Backup HDFS

You can roll back an upgrade from CDP Private Cloud Base 7 to HDP 2. The rollback restores your HDP cluster to the state it was in before the upgrade. This means any change that happened after taking the backups as instructed from points 4 to 7 will be reverted from the HDFS cluster. You must perform additional steps before upgrading your HDP cluster if you have configured the NameNode HA.

  1. If you have configured the NameNode HA, then locate the Active NameNode from Ambari Web > Services > HDFS in the Summary area.
  2. Check the NameNode directory to ensure that there is no snapshot of any prior HDFS upgrade. Specifically, using Ambari Web, browse to Services > HDFS > Configs, and examine the dfs.namenode.name.dir in the NameNode Directories property. Make sure that only a /current directory exists and remove /previous directory on the NameNode host.
  3. Create the following log and other files. The commands below back up additional state from the file system in addition to what fsImage contains. This information can be used to validate the filesystem state after the upgrade by comparing the output before or after the upgrade. This is helpful, but it is not required for troubleshooting any issues that arise during the upgrade.

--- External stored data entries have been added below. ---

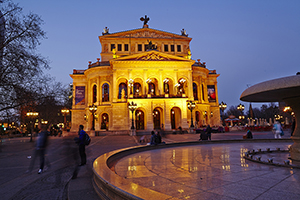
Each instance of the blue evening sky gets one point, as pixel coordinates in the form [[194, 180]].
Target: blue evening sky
[[246, 41]]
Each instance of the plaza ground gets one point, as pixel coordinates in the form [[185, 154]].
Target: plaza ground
[[56, 182]]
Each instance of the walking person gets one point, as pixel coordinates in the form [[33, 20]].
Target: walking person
[[208, 132], [81, 143], [153, 139], [40, 149], [293, 127], [277, 130]]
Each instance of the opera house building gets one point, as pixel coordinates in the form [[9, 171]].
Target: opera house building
[[144, 79]]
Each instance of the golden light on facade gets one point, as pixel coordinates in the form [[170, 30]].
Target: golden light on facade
[[32, 114]]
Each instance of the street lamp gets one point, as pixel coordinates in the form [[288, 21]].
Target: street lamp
[[65, 111], [222, 106], [32, 115], [191, 107], [93, 109], [132, 107]]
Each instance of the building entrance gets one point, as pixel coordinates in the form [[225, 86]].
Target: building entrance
[[139, 120], [156, 118]]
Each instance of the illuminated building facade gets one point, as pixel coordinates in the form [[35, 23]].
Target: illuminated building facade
[[153, 69]]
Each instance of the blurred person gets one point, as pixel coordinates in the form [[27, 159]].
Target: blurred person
[[40, 149], [81, 142], [293, 127], [277, 130], [153, 138], [70, 150], [208, 132], [158, 137]]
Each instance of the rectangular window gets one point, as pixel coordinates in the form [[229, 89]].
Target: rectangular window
[[140, 47], [119, 47], [112, 46], [172, 48], [166, 47], [178, 48]]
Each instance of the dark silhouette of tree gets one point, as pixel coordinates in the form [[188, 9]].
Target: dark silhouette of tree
[[21, 67]]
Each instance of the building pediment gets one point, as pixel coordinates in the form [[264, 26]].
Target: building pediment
[[152, 55], [145, 33]]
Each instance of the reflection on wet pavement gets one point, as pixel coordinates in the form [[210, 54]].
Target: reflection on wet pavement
[[211, 171]]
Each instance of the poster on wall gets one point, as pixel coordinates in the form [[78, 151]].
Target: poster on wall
[[80, 95], [211, 93]]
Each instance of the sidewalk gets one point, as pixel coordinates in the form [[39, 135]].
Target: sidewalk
[[82, 186], [56, 183]]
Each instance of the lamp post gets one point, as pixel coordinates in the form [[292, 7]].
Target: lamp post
[[93, 109], [132, 107], [222, 106], [191, 107], [65, 111], [32, 115]]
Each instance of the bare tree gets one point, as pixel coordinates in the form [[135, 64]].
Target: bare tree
[[21, 67]]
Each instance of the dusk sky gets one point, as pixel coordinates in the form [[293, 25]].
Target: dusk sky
[[245, 41]]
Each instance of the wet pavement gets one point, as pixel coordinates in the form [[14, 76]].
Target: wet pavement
[[211, 171], [56, 182]]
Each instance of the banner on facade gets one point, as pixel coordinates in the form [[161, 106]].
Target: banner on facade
[[80, 95], [211, 93]]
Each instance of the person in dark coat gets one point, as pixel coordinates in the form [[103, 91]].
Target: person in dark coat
[[293, 127], [153, 140], [40, 149], [81, 144], [158, 136], [249, 134], [208, 132]]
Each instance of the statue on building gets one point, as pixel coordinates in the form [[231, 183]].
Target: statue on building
[[145, 20], [123, 94], [151, 46], [183, 32], [106, 31]]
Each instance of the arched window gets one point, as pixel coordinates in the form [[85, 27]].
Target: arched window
[[173, 124], [137, 89], [139, 120], [195, 91], [105, 92], [94, 93], [166, 88], [203, 92], [151, 88], [122, 87]]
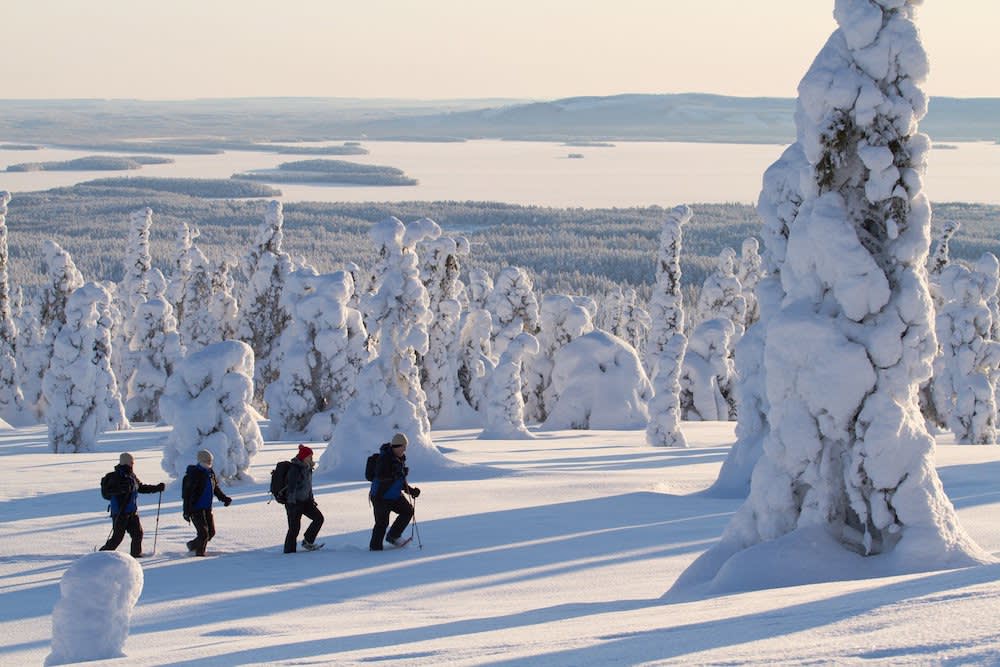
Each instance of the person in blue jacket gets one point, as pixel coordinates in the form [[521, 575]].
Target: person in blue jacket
[[197, 490], [386, 493], [125, 507]]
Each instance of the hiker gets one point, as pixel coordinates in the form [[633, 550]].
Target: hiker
[[125, 506], [197, 489], [299, 502], [386, 494]]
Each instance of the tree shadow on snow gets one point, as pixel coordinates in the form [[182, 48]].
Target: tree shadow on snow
[[495, 548]]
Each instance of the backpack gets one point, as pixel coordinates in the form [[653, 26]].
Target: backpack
[[371, 466], [279, 481], [112, 484]]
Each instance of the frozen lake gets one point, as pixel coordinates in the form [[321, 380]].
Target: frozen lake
[[539, 173]]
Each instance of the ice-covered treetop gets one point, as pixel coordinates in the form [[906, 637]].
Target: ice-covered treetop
[[871, 67], [270, 234]]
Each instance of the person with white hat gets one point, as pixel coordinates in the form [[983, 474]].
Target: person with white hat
[[197, 490], [124, 505]]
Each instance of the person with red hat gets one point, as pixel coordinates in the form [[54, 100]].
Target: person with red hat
[[301, 503]]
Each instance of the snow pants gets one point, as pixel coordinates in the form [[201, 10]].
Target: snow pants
[[125, 522], [382, 508], [204, 524], [295, 512]]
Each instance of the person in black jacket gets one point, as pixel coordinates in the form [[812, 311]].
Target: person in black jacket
[[125, 507], [197, 490], [386, 493], [300, 502]]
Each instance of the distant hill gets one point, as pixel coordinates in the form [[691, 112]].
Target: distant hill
[[682, 117], [687, 117]]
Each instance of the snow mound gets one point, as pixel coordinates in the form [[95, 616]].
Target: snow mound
[[599, 383], [91, 619]]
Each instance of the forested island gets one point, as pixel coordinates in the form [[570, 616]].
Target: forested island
[[92, 163], [329, 172]]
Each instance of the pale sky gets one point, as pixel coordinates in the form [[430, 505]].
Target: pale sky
[[436, 49]]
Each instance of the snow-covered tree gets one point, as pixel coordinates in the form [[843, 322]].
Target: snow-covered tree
[[62, 279], [749, 273], [722, 294], [475, 357], [968, 360], [848, 467], [156, 347], [560, 322], [636, 323], [110, 320], [780, 201], [133, 289], [181, 269], [597, 382], [11, 400], [513, 307], [223, 307], [504, 403], [667, 342], [79, 383], [941, 257], [388, 396], [207, 401], [262, 318], [479, 289], [439, 271], [707, 373], [322, 350]]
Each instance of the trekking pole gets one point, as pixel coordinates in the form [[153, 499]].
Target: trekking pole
[[156, 532], [414, 530]]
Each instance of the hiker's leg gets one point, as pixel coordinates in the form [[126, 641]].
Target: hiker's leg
[[312, 512], [294, 512], [404, 512], [381, 509]]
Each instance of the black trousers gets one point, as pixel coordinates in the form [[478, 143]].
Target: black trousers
[[125, 522], [404, 512], [204, 524], [295, 512]]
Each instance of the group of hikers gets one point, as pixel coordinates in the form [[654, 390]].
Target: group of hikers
[[200, 487]]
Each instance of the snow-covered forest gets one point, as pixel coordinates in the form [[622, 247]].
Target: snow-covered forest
[[837, 331]]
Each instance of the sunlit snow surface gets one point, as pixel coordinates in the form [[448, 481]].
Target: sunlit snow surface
[[561, 557]]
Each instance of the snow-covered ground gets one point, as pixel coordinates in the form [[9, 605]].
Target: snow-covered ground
[[560, 556]]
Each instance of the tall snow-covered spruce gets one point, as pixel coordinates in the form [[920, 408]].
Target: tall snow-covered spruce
[[11, 399], [667, 343], [262, 317], [388, 397], [322, 349], [79, 387], [847, 467], [207, 401]]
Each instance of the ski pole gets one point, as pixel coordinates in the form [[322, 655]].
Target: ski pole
[[156, 532], [414, 530]]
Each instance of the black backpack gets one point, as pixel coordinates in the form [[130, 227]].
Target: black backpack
[[112, 484], [371, 466], [279, 481]]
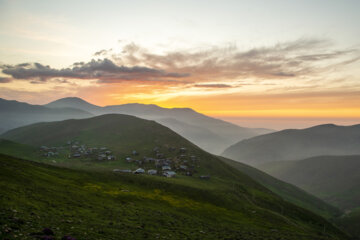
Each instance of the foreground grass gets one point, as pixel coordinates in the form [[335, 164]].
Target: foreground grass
[[95, 205]]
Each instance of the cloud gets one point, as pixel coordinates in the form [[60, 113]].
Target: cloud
[[103, 70], [294, 60], [5, 80], [283, 60], [216, 85], [103, 52]]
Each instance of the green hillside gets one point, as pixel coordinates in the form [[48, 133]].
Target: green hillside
[[122, 134], [335, 179], [14, 114], [286, 191], [85, 205]]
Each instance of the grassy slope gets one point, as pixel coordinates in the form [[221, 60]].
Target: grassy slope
[[335, 179], [109, 206], [128, 133], [120, 133], [350, 222], [287, 191]]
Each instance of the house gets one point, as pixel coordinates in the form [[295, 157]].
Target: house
[[149, 160], [166, 168], [122, 170], [139, 171], [183, 167], [169, 174], [183, 150], [152, 172], [171, 149], [76, 155], [206, 177], [159, 155], [44, 148]]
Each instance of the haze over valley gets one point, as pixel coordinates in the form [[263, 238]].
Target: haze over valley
[[179, 120]]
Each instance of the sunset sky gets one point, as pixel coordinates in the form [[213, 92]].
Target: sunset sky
[[274, 64]]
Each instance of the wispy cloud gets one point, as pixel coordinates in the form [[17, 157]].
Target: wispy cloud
[[105, 71], [297, 60], [215, 85]]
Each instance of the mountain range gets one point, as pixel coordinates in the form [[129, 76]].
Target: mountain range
[[211, 134], [227, 203], [297, 144]]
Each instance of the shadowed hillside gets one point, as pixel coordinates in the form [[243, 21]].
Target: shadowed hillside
[[213, 135], [14, 114], [335, 179], [110, 206]]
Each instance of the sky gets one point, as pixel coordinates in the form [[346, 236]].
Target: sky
[[271, 63]]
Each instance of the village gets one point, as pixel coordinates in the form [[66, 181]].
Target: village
[[166, 161]]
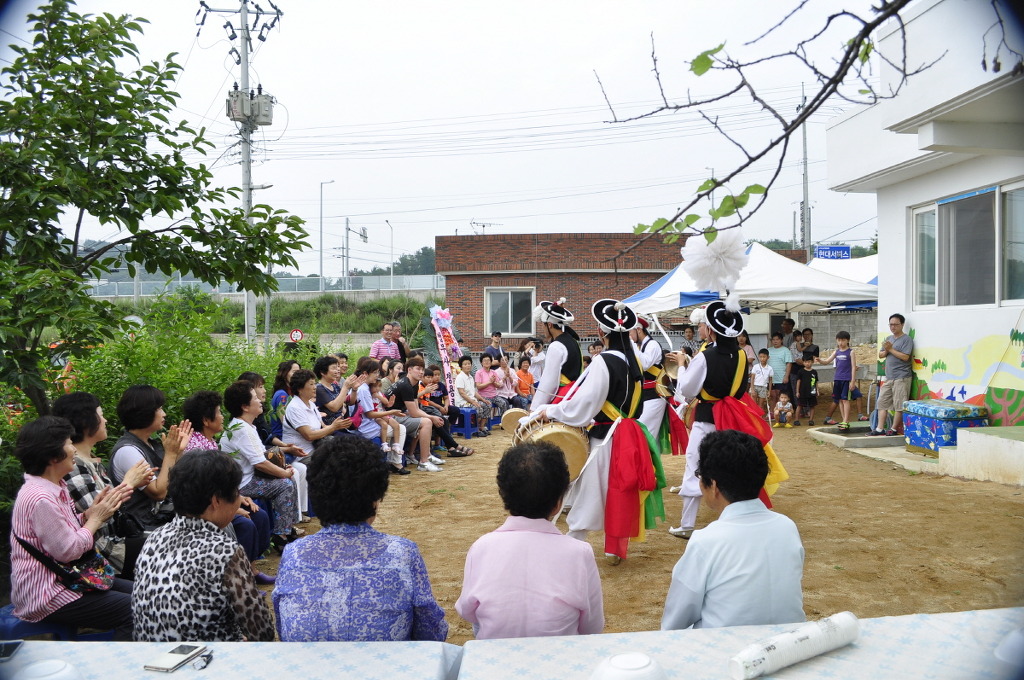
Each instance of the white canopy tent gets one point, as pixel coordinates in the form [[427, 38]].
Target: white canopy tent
[[864, 269], [769, 281]]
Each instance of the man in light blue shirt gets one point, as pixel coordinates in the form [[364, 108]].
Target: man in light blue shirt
[[745, 567]]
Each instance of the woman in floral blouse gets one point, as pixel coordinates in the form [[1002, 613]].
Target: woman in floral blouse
[[349, 582]]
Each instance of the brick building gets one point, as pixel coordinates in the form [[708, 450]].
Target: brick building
[[494, 282]]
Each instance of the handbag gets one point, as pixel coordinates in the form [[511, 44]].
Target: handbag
[[127, 525], [275, 456], [90, 571]]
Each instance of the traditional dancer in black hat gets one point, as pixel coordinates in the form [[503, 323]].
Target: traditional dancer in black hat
[[619, 487], [649, 351], [564, 360], [717, 379]]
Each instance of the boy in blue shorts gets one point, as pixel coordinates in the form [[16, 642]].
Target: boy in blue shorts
[[846, 369]]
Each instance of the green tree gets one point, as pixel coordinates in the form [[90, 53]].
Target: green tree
[[83, 140]]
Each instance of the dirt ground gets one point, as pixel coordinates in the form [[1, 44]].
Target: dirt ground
[[879, 541]]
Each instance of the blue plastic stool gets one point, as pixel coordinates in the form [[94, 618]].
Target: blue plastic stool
[[12, 628], [466, 427]]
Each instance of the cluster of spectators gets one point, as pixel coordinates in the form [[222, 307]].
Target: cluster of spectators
[[194, 581]]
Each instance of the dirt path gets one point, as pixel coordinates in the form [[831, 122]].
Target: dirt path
[[879, 540]]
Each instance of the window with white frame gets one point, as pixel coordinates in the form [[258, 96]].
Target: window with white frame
[[969, 249], [1013, 245], [510, 310]]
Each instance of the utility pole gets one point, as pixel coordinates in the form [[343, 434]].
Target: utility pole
[[249, 110], [805, 214], [247, 165]]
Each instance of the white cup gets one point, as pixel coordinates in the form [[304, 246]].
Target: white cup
[[631, 666]]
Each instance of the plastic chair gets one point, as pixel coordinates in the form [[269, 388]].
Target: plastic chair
[[466, 425], [12, 628]]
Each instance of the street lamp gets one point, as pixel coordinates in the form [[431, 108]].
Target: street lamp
[[392, 252], [329, 181]]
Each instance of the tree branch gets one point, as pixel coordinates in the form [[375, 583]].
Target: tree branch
[[851, 64]]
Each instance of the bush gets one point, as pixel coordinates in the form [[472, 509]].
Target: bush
[[172, 351]]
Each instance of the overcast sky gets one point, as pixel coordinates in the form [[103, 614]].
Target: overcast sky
[[435, 115]]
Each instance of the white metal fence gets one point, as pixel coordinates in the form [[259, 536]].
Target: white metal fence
[[298, 285]]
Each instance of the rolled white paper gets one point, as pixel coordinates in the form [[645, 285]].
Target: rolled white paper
[[794, 646]]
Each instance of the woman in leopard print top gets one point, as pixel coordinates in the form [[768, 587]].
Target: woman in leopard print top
[[193, 582]]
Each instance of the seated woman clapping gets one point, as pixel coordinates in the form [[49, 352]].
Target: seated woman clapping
[[260, 477], [194, 582], [88, 477], [526, 579], [44, 518], [141, 412], [251, 525], [349, 582], [303, 427]]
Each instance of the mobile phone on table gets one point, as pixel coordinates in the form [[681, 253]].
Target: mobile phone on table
[[8, 648], [176, 657]]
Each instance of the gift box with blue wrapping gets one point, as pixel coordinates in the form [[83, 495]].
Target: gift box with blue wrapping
[[929, 424]]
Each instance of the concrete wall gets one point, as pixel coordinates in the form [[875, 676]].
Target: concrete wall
[[962, 352], [861, 325], [989, 454]]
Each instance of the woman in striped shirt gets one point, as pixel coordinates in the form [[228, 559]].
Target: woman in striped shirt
[[45, 517]]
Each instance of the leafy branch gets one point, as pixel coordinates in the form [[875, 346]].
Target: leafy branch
[[852, 65]]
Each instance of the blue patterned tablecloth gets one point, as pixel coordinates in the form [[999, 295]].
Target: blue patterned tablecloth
[[254, 661], [943, 646]]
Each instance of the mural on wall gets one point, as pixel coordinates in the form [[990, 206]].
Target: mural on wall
[[989, 372]]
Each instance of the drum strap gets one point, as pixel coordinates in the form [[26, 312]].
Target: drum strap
[[613, 412], [737, 379]]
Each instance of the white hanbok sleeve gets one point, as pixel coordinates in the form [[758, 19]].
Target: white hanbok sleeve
[[651, 354], [691, 378], [549, 379], [586, 401]]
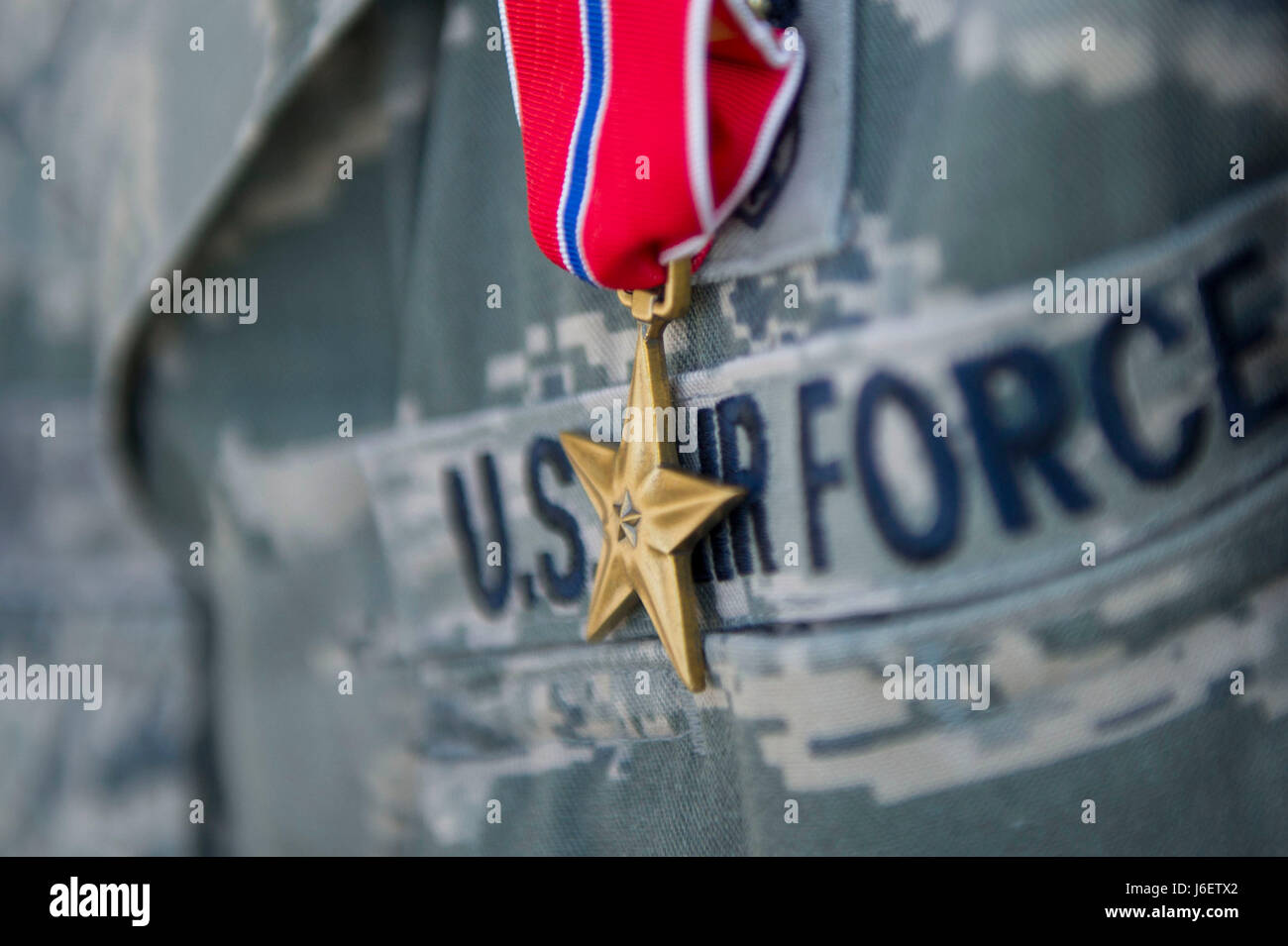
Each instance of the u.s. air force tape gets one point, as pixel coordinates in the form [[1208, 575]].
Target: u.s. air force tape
[[905, 465]]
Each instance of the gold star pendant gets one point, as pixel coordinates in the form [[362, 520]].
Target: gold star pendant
[[653, 511]]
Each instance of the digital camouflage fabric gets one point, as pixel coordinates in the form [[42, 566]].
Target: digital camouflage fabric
[[381, 652]]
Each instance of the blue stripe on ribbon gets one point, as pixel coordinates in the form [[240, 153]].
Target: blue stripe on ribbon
[[585, 132]]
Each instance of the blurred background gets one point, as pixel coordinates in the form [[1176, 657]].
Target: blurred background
[[171, 429]]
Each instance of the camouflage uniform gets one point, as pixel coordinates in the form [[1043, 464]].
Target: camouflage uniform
[[854, 277]]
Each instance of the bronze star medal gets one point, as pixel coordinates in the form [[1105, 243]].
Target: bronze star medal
[[653, 511]]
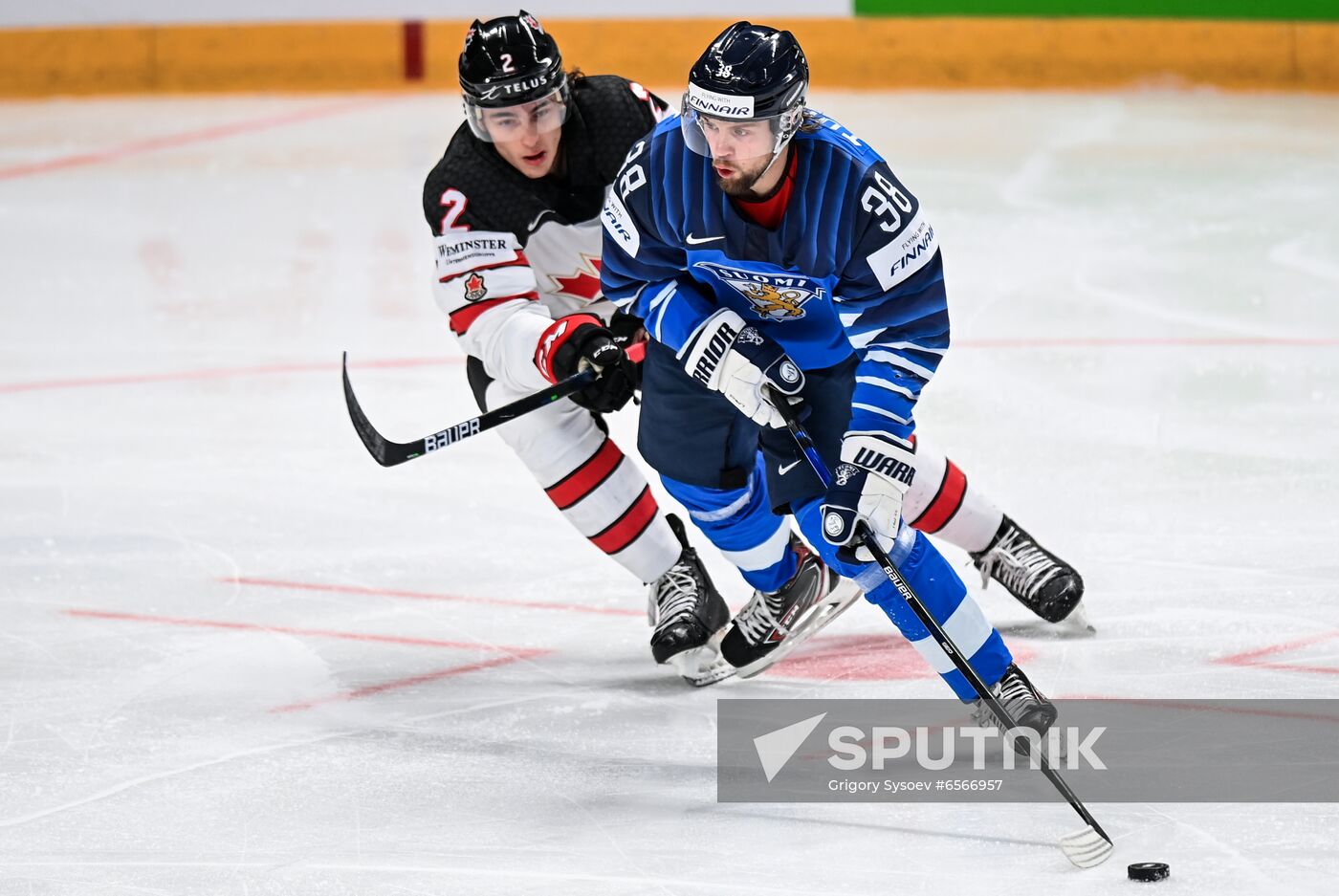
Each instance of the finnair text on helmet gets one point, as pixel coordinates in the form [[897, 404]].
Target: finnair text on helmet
[[723, 104]]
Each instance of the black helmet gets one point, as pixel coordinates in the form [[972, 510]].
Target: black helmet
[[511, 60], [749, 73]]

    1. Run fsck with the following flags and send the results to a log. The resulting file contains a complete block map of the file system. Use this log later to confirm the upgrade.
      hdfs fsck / -files -blocks -locations > dfs-old-fsck-1.log
    2. Create a list of all the DataNodes in the cluster.
      hdfs dfsadmin -report > dfs-old-report-1.log
    3. Capture the complete namespace of the file system. The following command does a recursive listing of the root file system:
      hdfs dfs -ls -R / > dfs-old-lsr-1.log
    4. Take a backup of the HDFS data to the backup instance of your HDFS, if you have such a system.
  4. Create a backup from the configuration directory under /etc/hadoop/conf into a backup directory on all of your hosts.
  5. Save the namespace. As the HDFS user, " su -l [HDFS_USER] ", you must put the cluster in Safe Mode.
    hdfs dfsadmin -safemode enter
    hdfs dfsadmin -saveNamespace
  6. Create a backup from the directory located in $[dfs.namenode.name.dir]/ current into a backup directory.
  7. Create a backup from the directory located in $[dfs.journalnode.edits.dir]/current into a backup directory.
  8. As the HDFS user, su -l [HDFS_USER], take the NameNode out of Safe Mode. hdfs dfsadmin -safemode leave
    From this point, you have all the data that might be required to restore HDFS to the state where it was at the time when HDFS entered safe mode.
    A few points to consider regarding the backups:
    • fsck ls, and other command outputs happened before entering safe mode if you went step by step over the guide. The guide initiates safe mode before the commands that require safe mode, however you can enter safe mode earlier.
    • If you come out of safe mode, and leave the cluster running, then you are allowing mutations on the filesystem that are not saved in the backup.